Phoenix in flames as David Graphics fronts the court
The term ‘phoenix’ refers to the new business entity that rises from the ashes after a company goes into administration, with the arrangement meaning employees of the original organisation are not paid the money owed to them.
In what may prove to be a classic case of the phoenix in action, Sydney prepress company David Graphics went into voluntary administration in 2003. It was immediately replaced with Digital Graphic Communication, which set up in the same premises and also inherited the equipment, assets and goodwill of the original business. It even inherited the same telephone numbers. The daughter of former operator, Alan David, proved to be the operating director of the new entity, while he was hired as a consultant.
What it didn’t inherit was the $90,000 worth of entitlements owed to 10 former employees, members of the AMWU.
However, the full bench of the NSW Industrial Court has decided that Digital Graphic Communication can be listed as a respondent to an unfair contracts case against David Graphics, concluding that there is an arguable case that the arrangement was a fraud to deny workers their entitlements.
Stephen Penning, law firm Turner Freeman, is responsible for representing the former employees of David Graphics and hails the decision, claiming it could set a legal precedent for similar cases in the future.

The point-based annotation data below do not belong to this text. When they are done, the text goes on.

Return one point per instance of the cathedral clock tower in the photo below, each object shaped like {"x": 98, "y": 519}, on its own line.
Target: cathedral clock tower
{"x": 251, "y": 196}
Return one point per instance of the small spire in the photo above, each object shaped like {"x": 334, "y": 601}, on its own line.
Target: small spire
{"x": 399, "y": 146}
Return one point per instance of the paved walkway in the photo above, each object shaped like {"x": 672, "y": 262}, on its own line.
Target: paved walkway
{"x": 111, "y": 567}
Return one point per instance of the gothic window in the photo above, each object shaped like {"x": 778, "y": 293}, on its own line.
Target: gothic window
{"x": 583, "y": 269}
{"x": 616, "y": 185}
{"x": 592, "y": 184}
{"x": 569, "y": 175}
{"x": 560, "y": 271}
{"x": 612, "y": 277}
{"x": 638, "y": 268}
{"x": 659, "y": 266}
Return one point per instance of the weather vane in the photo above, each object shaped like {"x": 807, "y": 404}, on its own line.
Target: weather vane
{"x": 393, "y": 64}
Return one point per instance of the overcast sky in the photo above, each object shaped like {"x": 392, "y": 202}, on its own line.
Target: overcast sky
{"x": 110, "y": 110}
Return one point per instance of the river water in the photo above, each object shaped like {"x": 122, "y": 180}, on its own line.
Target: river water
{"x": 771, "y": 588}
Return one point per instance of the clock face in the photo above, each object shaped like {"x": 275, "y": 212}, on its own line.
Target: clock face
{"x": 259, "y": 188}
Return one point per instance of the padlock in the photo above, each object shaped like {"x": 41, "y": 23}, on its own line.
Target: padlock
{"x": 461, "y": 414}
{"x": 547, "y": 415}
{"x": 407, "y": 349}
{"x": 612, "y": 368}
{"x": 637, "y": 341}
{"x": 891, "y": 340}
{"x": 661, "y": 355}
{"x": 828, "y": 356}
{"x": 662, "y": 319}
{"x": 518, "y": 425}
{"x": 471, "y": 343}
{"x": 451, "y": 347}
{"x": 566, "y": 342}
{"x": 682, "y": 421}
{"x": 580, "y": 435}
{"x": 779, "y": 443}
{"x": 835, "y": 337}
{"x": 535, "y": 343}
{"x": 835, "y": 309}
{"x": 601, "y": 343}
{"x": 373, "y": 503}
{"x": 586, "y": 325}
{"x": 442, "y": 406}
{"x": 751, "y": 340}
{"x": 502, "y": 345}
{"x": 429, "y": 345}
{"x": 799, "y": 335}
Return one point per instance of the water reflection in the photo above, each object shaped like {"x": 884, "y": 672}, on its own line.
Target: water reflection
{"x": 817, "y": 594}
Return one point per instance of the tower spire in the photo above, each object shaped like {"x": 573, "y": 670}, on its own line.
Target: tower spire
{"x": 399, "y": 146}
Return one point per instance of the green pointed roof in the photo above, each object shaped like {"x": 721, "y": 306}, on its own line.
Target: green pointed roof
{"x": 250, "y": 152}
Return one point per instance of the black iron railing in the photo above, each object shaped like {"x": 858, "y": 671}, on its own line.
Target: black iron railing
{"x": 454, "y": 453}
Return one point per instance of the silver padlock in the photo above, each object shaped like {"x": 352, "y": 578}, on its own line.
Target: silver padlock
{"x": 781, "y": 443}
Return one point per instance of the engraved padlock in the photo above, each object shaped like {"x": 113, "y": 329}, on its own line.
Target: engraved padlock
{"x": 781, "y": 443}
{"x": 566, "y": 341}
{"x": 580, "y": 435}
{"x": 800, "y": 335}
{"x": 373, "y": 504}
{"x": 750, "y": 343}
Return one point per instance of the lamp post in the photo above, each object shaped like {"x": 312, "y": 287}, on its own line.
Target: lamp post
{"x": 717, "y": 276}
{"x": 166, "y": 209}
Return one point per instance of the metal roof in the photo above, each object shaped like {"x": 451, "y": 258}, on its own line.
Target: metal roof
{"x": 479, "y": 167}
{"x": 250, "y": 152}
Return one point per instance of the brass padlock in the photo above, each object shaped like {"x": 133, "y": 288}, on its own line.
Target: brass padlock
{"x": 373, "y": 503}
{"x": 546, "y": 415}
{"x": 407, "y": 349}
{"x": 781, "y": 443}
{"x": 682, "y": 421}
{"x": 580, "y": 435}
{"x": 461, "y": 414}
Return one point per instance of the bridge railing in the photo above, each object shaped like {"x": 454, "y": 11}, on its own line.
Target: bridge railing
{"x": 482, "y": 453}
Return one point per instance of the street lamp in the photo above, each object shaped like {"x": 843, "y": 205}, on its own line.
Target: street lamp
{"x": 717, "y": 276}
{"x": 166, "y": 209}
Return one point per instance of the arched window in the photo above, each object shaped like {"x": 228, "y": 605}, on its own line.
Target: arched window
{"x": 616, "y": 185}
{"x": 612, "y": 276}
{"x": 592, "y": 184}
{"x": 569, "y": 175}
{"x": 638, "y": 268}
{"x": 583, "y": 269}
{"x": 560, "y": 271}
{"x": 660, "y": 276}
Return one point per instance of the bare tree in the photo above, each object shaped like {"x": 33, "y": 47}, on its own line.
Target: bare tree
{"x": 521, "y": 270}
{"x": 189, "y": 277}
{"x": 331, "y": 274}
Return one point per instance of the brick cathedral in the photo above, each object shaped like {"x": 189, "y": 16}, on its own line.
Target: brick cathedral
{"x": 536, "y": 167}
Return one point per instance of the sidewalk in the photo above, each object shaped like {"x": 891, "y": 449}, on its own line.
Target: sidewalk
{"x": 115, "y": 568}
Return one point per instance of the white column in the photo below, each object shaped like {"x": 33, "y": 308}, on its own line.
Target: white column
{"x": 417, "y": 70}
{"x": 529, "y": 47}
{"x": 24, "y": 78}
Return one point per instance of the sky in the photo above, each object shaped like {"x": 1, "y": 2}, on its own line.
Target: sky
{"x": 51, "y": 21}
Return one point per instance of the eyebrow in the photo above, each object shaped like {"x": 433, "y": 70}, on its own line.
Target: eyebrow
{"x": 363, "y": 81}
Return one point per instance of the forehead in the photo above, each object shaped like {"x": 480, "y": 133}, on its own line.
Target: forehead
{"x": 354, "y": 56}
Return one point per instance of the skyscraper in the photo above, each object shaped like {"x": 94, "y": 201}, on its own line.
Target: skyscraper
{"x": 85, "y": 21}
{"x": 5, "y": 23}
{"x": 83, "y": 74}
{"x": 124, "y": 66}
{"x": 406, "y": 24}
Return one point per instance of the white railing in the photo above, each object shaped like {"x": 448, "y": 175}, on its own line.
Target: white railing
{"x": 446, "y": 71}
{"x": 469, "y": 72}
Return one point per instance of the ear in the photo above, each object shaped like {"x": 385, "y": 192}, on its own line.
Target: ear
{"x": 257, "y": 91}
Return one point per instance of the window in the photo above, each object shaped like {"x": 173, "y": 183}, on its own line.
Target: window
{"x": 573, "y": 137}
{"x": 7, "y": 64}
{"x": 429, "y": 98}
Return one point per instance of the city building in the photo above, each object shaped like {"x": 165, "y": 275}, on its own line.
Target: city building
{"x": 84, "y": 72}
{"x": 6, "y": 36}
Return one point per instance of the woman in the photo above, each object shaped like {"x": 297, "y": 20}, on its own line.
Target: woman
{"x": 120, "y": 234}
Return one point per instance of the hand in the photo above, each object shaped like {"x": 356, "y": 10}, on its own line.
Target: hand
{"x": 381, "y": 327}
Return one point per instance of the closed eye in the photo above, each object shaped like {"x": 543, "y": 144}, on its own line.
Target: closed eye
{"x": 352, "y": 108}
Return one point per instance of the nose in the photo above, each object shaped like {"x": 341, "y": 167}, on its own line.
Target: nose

“It's an opportunity for the court to go behind the corporate veil, to lift the corporate veil, to look carefully at what occurred in the relationship between the liquidation of David Graphics and the establishment of another company, a different legal entity, Digital Graphics,” Penning said.
“It's very important in terms of the significant loss of employee entitlements. It allows the Australian Manufacturing Workers Union, on behalf of those workers, to seek to proceed in court.”
The AMWU has accused David Graphics of denying workers their super contributions, salaries and health fund premiums for more than a year. The administrator confirmed during the court case that a number of AMWU members had lost super entitlements and health fund contributions.
The decision is only a preliminary one and the full case against Digital Graphic Communication is yet to be proven. Legal firm Turner Freeman is pursuing an unfair contracts claim on behalf of the AMWU members who claim to have been unfairly denied $90,000 worth of entitlements.